Full mp4 outputs and keypoint outputs in 945.41 MB folder on MEGA
movenet
I started with movenet, it was the easiest to work with and had good speed but felt the least accurate.
mediapipe
mediapipe was nice, and not resource intensive, but the default pipeline is a bit slow when processing sequentially and they seem to be in the middle of a bit of a code change so it’s not straightforward with what it can and can’t do at the moment. I wanted to use their native landmark smoothing, so I didn’t parallelize it or anything.
mmpose
mmpose The timing is off in the gif, although the full video processed and npy stored with frameid so I do have replayable data. It was the slowest at ~ 30frames every 5 seconds, and used GPU. They also have a 3d pose estimation model, but I didn’t see much more difference or accuracy from initial testing, so didn’t run the full inference on it.
Similar to the file names, I fed the original video into ffmpeg and cropped it, and then again and scaled it. The video I picked because it was a shorter video and smaller size I had. I didin’t use any ffmpeg flattening filters, they always seemed like they cropped too much and left some distortion that could confuse the models.

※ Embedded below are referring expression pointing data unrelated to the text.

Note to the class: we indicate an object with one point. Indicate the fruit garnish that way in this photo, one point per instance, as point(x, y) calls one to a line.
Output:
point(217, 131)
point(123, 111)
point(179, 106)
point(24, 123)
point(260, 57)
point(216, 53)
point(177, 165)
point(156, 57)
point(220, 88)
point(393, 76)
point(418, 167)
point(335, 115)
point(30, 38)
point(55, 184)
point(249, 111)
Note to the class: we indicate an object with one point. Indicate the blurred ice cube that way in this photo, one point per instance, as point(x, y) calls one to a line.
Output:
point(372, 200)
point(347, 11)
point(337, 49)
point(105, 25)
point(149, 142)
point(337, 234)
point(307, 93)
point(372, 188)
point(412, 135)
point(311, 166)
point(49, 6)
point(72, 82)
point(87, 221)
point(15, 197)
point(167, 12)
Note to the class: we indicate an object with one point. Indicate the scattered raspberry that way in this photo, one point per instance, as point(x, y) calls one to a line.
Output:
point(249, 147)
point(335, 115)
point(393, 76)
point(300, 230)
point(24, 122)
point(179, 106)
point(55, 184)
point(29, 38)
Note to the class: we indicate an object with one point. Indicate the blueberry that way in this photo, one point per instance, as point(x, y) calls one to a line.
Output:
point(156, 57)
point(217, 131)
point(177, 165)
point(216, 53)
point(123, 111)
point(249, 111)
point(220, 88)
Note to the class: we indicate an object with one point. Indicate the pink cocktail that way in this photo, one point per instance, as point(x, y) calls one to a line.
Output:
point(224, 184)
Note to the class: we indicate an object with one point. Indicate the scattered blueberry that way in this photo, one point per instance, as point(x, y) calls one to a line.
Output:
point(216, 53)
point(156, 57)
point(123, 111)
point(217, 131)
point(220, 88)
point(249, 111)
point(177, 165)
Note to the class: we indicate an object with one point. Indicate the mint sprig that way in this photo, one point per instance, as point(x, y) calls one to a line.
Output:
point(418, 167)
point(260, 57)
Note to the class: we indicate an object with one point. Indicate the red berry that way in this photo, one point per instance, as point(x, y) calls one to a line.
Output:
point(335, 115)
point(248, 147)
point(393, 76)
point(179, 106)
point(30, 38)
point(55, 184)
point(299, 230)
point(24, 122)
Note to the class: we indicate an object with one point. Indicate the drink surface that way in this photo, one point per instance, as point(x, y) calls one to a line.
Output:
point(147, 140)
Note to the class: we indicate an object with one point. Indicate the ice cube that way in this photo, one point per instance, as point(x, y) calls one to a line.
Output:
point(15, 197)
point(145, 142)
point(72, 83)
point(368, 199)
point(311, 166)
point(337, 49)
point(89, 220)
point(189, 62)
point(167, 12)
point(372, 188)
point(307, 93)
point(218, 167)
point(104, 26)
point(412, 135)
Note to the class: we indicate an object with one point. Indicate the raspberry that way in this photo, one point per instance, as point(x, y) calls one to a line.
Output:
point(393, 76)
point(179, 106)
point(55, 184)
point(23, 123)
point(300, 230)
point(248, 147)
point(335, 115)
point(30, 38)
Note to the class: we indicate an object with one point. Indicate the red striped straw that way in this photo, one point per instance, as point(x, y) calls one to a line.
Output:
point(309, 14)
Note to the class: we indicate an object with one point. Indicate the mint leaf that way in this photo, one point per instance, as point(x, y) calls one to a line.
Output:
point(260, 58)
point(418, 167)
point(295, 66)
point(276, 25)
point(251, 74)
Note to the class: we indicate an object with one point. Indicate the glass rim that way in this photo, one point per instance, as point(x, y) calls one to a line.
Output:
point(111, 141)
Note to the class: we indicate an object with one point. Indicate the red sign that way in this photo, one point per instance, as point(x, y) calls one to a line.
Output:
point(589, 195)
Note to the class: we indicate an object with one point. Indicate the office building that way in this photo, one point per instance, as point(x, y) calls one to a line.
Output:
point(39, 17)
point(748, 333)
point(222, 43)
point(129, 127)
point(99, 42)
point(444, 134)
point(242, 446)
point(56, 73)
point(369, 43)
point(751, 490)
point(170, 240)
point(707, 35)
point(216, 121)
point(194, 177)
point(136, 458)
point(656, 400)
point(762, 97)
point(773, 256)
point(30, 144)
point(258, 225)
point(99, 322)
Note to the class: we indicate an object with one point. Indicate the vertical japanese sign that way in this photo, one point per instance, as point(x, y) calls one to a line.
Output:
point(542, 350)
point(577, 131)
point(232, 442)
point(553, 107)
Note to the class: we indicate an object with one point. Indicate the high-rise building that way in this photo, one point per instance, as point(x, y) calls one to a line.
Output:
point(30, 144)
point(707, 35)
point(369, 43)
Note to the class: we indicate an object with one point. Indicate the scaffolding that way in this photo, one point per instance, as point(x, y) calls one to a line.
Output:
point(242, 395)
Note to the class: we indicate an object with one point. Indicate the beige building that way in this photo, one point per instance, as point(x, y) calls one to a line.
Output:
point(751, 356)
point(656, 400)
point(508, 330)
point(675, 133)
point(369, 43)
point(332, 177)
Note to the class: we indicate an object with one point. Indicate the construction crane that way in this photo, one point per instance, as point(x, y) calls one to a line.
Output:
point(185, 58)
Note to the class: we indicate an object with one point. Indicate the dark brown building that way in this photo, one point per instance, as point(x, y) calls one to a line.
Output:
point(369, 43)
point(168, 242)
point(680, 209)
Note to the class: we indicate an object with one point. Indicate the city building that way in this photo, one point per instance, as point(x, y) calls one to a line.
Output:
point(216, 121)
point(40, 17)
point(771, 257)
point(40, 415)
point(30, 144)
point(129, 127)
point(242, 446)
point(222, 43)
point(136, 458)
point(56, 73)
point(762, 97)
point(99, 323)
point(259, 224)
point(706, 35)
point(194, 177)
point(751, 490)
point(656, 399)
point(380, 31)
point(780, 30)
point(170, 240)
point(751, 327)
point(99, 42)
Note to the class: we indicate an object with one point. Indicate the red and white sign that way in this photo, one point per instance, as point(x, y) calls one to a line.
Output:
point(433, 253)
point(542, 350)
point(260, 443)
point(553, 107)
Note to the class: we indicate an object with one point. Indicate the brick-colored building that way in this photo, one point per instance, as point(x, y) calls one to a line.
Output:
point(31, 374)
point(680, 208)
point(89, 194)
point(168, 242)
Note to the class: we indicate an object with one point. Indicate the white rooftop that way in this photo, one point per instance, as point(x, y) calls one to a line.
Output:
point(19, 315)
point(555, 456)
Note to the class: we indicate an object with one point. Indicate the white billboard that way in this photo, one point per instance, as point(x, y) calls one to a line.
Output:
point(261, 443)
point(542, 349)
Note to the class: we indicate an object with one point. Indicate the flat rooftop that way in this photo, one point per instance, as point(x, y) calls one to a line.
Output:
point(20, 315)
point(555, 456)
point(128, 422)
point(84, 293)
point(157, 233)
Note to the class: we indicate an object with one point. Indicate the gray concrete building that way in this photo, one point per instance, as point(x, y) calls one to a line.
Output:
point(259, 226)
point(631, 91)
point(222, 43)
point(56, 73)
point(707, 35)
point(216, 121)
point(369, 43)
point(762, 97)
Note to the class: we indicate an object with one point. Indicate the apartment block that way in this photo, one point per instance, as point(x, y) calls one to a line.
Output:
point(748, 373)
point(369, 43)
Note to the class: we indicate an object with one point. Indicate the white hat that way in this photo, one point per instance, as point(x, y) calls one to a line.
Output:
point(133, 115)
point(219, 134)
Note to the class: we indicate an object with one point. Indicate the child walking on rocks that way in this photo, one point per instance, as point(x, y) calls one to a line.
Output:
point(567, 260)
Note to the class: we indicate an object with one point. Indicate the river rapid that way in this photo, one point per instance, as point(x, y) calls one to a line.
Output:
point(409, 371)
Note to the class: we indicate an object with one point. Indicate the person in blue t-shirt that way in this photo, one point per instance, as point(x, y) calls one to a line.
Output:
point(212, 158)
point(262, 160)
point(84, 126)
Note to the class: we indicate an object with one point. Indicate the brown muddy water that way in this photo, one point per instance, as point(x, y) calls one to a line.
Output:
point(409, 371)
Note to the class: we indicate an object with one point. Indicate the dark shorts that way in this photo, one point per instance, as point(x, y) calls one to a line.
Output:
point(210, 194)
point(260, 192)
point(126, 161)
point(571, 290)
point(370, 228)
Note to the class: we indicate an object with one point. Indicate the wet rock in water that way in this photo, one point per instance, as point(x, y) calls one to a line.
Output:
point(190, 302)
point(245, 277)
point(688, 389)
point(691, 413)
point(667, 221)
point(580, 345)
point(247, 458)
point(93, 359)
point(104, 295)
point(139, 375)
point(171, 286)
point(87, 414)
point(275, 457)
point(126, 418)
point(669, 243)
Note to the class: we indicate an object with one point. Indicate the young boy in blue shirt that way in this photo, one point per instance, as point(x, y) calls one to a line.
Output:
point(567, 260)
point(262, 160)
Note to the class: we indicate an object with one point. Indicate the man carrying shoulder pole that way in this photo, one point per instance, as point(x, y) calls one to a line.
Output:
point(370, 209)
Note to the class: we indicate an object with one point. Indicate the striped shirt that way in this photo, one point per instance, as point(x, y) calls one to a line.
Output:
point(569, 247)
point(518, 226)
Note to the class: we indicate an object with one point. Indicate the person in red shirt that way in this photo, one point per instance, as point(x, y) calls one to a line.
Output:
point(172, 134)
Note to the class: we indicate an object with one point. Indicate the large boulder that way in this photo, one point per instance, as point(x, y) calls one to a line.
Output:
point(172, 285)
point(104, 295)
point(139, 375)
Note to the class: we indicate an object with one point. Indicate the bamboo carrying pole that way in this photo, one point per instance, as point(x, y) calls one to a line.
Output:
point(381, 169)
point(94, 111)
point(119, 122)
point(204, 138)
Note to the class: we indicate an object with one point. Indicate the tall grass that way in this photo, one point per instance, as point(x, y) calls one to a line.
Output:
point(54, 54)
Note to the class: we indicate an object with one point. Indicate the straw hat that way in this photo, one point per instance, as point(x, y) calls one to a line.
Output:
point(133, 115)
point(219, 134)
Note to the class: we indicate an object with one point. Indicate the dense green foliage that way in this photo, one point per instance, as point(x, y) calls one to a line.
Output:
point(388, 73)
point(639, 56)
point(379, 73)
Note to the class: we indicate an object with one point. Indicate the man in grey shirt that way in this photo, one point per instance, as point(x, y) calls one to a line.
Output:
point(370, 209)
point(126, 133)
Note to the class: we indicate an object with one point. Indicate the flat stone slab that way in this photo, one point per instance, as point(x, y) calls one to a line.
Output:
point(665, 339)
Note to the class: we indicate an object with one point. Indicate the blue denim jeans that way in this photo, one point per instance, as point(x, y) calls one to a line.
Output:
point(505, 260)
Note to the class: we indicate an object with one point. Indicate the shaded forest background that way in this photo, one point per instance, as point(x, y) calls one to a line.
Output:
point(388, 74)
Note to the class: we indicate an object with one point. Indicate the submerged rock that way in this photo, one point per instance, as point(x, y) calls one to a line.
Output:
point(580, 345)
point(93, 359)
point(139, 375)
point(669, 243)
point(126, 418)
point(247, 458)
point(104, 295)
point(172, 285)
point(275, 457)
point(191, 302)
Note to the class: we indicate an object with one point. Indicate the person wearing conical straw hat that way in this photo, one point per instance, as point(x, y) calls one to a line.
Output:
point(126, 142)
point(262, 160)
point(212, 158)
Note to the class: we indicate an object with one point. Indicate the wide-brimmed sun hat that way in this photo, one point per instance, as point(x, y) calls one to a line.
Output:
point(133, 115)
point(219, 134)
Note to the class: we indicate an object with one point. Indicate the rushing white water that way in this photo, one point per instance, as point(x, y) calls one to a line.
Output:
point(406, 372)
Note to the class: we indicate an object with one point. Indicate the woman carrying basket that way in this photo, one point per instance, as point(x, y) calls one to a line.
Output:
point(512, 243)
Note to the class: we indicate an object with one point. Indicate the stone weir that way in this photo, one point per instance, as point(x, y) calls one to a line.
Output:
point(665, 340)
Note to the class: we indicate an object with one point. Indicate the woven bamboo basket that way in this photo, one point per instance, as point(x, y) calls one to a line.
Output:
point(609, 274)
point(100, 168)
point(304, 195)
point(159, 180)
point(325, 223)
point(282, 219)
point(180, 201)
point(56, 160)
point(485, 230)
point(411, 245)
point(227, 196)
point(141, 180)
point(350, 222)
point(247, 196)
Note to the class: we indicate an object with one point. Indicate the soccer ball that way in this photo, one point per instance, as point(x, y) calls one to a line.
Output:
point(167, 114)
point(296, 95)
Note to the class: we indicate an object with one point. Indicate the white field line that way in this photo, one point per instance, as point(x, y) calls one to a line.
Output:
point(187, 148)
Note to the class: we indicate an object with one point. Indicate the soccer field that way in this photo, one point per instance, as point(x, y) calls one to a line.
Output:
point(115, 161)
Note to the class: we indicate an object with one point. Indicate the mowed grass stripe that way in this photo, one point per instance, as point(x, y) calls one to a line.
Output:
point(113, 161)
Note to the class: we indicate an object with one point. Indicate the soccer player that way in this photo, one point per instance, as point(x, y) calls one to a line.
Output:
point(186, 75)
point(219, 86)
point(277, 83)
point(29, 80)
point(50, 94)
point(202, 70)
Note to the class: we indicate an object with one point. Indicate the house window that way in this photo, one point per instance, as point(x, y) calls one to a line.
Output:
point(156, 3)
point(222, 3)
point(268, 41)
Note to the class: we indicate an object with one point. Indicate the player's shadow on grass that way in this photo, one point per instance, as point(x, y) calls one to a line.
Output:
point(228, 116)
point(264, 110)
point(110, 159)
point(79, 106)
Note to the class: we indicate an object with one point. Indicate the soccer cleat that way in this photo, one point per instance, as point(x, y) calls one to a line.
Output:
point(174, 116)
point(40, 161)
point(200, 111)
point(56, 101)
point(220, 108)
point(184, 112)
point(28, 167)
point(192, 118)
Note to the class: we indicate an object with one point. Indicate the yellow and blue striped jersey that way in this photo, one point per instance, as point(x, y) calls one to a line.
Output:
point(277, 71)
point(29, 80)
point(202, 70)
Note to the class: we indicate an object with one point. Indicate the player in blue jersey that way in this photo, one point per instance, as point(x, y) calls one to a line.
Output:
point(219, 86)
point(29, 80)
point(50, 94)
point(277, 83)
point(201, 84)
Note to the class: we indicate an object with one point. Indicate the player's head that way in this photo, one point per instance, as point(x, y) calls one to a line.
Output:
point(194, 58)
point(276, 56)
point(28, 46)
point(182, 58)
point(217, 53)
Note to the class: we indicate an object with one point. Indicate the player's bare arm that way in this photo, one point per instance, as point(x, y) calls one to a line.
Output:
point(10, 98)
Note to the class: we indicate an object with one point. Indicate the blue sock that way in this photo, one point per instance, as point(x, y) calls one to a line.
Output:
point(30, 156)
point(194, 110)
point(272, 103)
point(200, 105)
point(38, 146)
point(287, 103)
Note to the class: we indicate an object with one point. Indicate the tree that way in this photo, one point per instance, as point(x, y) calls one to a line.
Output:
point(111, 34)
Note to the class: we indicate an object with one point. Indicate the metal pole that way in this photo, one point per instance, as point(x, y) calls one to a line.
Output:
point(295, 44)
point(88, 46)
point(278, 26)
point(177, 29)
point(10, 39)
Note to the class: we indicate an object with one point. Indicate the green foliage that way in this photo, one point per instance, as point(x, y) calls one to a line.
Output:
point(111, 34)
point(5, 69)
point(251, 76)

In lieu of a perfect solution, something like movenet fine-tuned on VR poses might yield better results. I wanted to start each model on an even playing field, so I didn’t try to speed things up by preprocessing the videos to the model’s native sizes.
This is just something I’ve looked at out of curiosity, I don’t have any expertise in this space or do anything more than dabble with python.
As far as applicability and how it can be used, it could be a source to help at the start of composing, but I think the tools and extensions that exist far surpass the output of these. If I wanted to use them, probably the lowest hanging fruit would be to convert the keypoint Y data into funscript and use them as individual sources to copy+paste out of. Most/all keypoint data includes a confidence value as well.
e.g.
The average position of left and right hip could give approx rhythm indications (left_hip_y + right_hip_y) / 2
The y position of the hand or head at certain points in the video could inform motion
The overall joint y position, where confidence is greater than % could inform motion.
and so on.